By clicking the + button on the toolbar, using the up and down arrows on the toolbar, and the Code/Markdown dropdown, it’s possible to insert “cells” which are not code but instead commentary on what the code is. This way you can produce fully documented, but executable, code objects.

From the File menu give the notebook a name, and then Close and Halt, which destroys the Jupyter process (‘kernel’) that was executing the BDD Shell session. Back at the Jupyter main page, you’ll note that a ipynb file has been created, which holds the notebook definition and can be downloaded, sent to colleagues, uploaded to blogs to share, saved in source control, and so on. Here’s the file for the notebook above – note that it’s hosted on gist, which automagically previews it as a Notebook, so click on Raw to see the actual code behind it.

The fantastically powerful thing about the Notebooks is that you can modify and re-run steps as you go — but you never lose the history of how you got somewhere. Most people will be familar with learning or exploring a tool and its capabilities and eventually getting it to work – but no idea how they got there. Even for experienced users of a tool, being able to prove how to replicate a final result is important for (a) showing the evidence for how they got there and (b) enabling others to take that work and build on it.

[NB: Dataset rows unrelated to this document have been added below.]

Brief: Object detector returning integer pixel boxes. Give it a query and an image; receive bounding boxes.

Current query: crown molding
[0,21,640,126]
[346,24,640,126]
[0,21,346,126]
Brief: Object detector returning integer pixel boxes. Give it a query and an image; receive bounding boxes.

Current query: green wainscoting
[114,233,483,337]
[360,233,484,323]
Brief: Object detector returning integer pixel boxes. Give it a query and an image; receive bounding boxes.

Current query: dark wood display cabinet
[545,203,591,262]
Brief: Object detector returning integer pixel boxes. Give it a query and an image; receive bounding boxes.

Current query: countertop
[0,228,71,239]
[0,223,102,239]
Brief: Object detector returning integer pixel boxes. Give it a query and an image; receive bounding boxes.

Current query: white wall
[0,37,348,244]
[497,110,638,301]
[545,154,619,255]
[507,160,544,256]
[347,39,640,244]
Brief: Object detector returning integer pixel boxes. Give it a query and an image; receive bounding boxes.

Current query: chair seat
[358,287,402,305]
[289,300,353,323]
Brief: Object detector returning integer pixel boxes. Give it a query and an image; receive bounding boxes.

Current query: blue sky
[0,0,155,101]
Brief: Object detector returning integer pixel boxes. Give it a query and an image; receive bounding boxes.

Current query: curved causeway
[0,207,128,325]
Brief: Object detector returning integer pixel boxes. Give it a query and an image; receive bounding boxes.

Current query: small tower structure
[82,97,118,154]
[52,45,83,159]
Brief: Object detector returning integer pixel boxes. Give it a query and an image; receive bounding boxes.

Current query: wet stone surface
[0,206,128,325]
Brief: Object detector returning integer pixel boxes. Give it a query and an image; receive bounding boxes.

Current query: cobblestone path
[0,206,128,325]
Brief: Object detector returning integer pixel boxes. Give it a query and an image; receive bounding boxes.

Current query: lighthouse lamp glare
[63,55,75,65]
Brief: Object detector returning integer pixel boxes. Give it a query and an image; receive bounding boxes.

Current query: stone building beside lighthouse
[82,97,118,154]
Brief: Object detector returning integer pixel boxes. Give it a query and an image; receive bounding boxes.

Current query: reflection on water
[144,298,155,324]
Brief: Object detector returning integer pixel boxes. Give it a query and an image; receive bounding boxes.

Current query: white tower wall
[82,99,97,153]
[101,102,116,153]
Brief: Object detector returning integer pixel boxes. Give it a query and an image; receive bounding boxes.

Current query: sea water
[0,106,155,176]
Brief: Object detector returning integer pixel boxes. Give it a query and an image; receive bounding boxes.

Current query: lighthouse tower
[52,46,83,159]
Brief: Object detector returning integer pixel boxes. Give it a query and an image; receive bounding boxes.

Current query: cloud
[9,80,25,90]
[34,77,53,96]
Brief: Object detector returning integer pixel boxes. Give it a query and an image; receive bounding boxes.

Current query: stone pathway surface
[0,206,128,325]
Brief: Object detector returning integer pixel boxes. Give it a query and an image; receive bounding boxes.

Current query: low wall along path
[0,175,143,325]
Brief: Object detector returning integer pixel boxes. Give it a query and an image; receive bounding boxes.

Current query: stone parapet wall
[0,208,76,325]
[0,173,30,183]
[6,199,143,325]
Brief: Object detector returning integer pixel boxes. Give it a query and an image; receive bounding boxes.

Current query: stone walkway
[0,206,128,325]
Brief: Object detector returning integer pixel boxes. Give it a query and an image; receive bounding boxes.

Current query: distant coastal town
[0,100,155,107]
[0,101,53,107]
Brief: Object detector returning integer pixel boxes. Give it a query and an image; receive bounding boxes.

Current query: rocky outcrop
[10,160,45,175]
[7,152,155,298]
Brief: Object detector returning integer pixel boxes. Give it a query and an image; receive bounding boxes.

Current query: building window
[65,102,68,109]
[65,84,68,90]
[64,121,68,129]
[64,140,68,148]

With an existing notebook file, whether a saved one you created or one that someone sent you, you can reopen it in Jupyter and re-execute it, in order to replicate the results previously seen. This is an important tenet of [data] science in general – show your workings, and it’s great that Big Data Discovery supports this option. Obviously, showing the count of datasets is not so interesting or important to replicate. The real point here is being able to take datasets that you’ve got in BDD, done some joining and wrangling on already taking advantage of the GUI, and then dive deep into the data science and analytics world of things like Spark MLLib, Pandas, and so on. As a simple example, I can use a couple of python libraries (installed by default with Anaconda) to plot a correlation matrix for one of my BDD datasets:

jupyter_corr_matrix

As well as producing visualisations or calculations within BDD shell, the real power comes in being able to push the modified data back into Hive, and thus continue to work with it within BDD.

With Jupyter Notebooks not only can you share the raw notebooks for someone else to execute, you can export the results to HTML, PDF, and so on. Here’s the notebook I started above, developed out further and exported to HTML – note how you can see not only the results, but exactly the code that I ran in order to get them. In this I took the dataset from BDD, added a column into it using a pandas windowing function, and then saved it back to a new Hive table:
(you can view the page natively here, and the ipynb here)

Once the data’s been written back to Hive from the Python processing, I ran BDD’s data_processing_CLI to add the new table back into BDD

/u01/bdd/v1.2.0/BDD-1.2.0.31.813/dataprocessing/edp_cli/data_processing_CLI --table updated_accident_data

And once that’s run, I can then continue working with the data in BDD:

This workflow enables a continual loop of data wrangling, enrichment, advanced processing, and visualisation – all using the most appropriate tools for the job.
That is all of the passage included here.